Гордон улыбался, раздумывая над тем, может ли он позволить себе откровенно расхохотаться. Однако прежде чем он успел сказать что-нибудь. Пенни проговорила:
— Если учесть, что Фолкнер умер в июле, а Хемингуэй — в прошлом году, я полагаю, что Рот теперь может числиться в первой сотне лучших писателей Америки, но…
— Но ведь они писали о прошлом, Пенни, — горячо заговорила миссис Бернстайн. — Его новая вещь “Разрешение идти”…

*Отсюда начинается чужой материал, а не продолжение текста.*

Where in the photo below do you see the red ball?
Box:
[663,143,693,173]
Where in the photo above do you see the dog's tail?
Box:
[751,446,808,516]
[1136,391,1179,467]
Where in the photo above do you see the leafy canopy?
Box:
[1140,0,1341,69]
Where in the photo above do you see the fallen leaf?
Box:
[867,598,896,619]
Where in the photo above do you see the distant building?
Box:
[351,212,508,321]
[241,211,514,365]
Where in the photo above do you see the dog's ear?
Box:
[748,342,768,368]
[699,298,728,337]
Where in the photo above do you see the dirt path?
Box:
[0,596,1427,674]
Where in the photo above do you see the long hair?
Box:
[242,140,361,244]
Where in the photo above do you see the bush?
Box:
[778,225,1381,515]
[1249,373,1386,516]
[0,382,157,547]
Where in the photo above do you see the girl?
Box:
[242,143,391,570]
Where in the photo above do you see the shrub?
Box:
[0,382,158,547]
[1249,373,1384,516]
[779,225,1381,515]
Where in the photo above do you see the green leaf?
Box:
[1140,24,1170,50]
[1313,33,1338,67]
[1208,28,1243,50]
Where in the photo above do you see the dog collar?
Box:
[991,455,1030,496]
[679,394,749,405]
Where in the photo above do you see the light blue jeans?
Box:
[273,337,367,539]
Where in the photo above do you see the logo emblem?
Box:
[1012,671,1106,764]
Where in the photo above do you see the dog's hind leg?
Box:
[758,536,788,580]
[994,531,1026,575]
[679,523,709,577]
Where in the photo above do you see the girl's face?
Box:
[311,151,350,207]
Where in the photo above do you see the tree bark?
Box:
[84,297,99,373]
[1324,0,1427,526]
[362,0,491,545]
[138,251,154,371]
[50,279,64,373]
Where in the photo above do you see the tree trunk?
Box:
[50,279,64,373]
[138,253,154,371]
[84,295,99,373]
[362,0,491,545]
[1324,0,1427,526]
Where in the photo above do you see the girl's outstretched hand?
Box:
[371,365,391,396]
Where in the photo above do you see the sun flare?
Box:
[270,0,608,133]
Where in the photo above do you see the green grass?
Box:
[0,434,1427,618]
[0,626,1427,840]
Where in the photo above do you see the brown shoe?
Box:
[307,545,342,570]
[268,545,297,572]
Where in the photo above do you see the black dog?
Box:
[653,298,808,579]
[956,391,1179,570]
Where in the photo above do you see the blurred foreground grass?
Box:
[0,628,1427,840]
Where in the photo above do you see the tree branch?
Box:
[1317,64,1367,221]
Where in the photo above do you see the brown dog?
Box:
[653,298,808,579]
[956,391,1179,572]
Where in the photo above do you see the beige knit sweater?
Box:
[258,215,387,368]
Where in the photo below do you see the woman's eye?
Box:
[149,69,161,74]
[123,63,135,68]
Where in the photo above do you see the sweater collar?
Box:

Гордон откинулся в кресле и отвлекся от диспута. Он знал теорию матери о том, что еврейская литература превосходит литературу других народов. Пенни, как он и предполагал, разбивала эту теорию фактами. В ее лице его мать нашла упорного оппонента, не желающего искать компромисс во имя примирения. Гордон чувствовал, что между ними нарастает напряжение, но разрядить обстановку не мог. Литература явилась предлогом. Налицо было противостояние шиксы и материнской любви. Он видел, как напрягалось лицо матери, как все глубже становились морщинки. Он мог вмешаться, но знал, что его голос, незаметно для него самого, перейдет на более высокие ноты, и он начнет говорить ноющим тоном парнишки, который едва прошел обряд Бар Мицва. Почему-то материнские теории неизбежно доводили его до истерики. Нет, на сей раз он избежит ловушки.